|Artificial nose (or filter exchanger or heat and moisture exchanger)|
- A device that serves to humidify, warm and filter the air inhaled by capturing the end portion of exhaled air that was humidified and warmed by the lungs.
- Used in children whose condition permits.
- Filters the air inhaled of any particles that may irritate the lungs.
- Some artificial nose models connect to the tracheal cannula while others can be placed in the respirator circuit.
- Can be used at any time but mainly used during the day to facilitate outings particularly in cold temperatures and in areas where there is a lot of dust.
- Useful in protecting the tracheal cannula opening in certain situations (bathing or to protect against the aspiration of small objects).
- Certain models allow connection to oxygen.
- Not to be used with a heated humidifier or nebuliser as this may cause an over-accumulation of humidity which can cause breathing problems.
- An artificial nose is not recommended for nighttime use in children who are on a ventilator; instead an integrated heated humidifier is recommended.
- Must be discarded and replaced every day, or more often, when filled with secretions or water.
- A device that serves to humidify inhaled air.
- Connected to a large volume nebulizer and an air compressor.
- Used primarily during naps and at night.
- It can also be used to deliver medication or oxygen via a small volume nebulizer.
- Installed over the tracheal cannula and attached around the neck.
- Clean once a week (or more often if needed) with warm non-perfumed soapy water; rinse in warm tap water and let air dry completely before storing in a clean, closed container.
- Replace the tracheal collar every three months or more often if required according to the manufacturer’s recommendations or your child’s health care team.
|Air compressor for humidity delivery|
- A machine that allows for the delivery of humidity via a tracheal collar and aids in the prevention of mucus plugs.
- Requires the use of demineralized water in order to avoid harmful calcium deposits that may accumulate when boiled water is used.
- Since this equipment can limit your child’s movements, it is often used at night and during naps.

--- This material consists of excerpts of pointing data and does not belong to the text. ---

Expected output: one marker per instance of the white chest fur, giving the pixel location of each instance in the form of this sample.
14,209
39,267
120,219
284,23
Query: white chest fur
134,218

- The equipment must be well maintained in order to avoid the growth of bacteria or mold. Follow the manufacturer’s recommendations or that of your child’s health care team.
|Heated humidifier (or heated humidifier plate)|
- A device that is integrated into a ventilatory assistance device in order to deliver heated humidity.
- Generates a higher humidity level than an artificial nose, and so is usually recommended at night, during naps and as much as possible during the day.
- Can be used with a tracheal collar or a ventilatory interface.
|Speaking valves (ex: Passy-Muir®, Shiley®)|
- A device that attaches to the tracheal cannula connector and helps the child to speak, while allowing the continuous passage of air.
- Used in children whose condition permits.
- The one way valve opens during inspiration (air taken in through the tracheostomy) and closes during expiration (air expelled out through the tracheostomy); this causes the exhaled air to be directed past the vocal cords so that the child can speak.
- Increases the ability to swallow.
- Improves the capacity to taste and to smell odors.
- Remove the valve before providing all aerosol therapy treatments.
- If a cuffed tracheal cannula is in place, the cuff must always be deflated before using a speaking valve.
- Clean the valve every day with warm water and a mild non perfumed soap; rinse thoroughly with warm tap water and let air dry completely before storing in a clean, closed container.
- Change the valve if it becomes sticky, noisy, has black residue or if it vibrates even when cleaned regularly.
- Refer to the manufacturer’s recommendations for the duration of use. A well maintained speaking valve should last at least 2 months (Passy-Muir®) or 28 or 30 days (Shiley®).
|Small volume nebulizer (or mini nebulizer)|
- A device used to provide an aerosol treatment.
- The nebulizer, when connected to an air compressor, aerosolizes medication so that it can easily be inhaled and reach the lungs.
- The nebulizer is attached directly to the tracheal collar or a T piece added to the respiratory circuit that allows the child to inhale the medication.
|Metered dose inhaler (MDI) (or pump or puffer) with a spacer (Aerochamber® or air chamber)|
- Provides a metered dose inhaler treatment.
- A metered dose inhaler is a device that delivers medication in the form of an aerosol; it delivers very small particles of medication to the lungs.
- A metered dose inhaler is a metal cartridge inserted into a plastic casing; the medication is contained under pressure in the metal cartridge.
- When the cartridge is pushed downwards, a puff of aerosolized medication is released.
- The use of an in line air chamber, allows for the fine mist of particles (puff) to slow down and accumulate after the cartridge is pushed downwards, so that the aerosolized medication can then be inhaled in a more coordinated, controlled fashion at your child’s own pace.
- Treatment with a metered dose inhaler can be delivered via the tracheal cannula connector or via an in-line ventilator circuit metered dose inhaler adapter.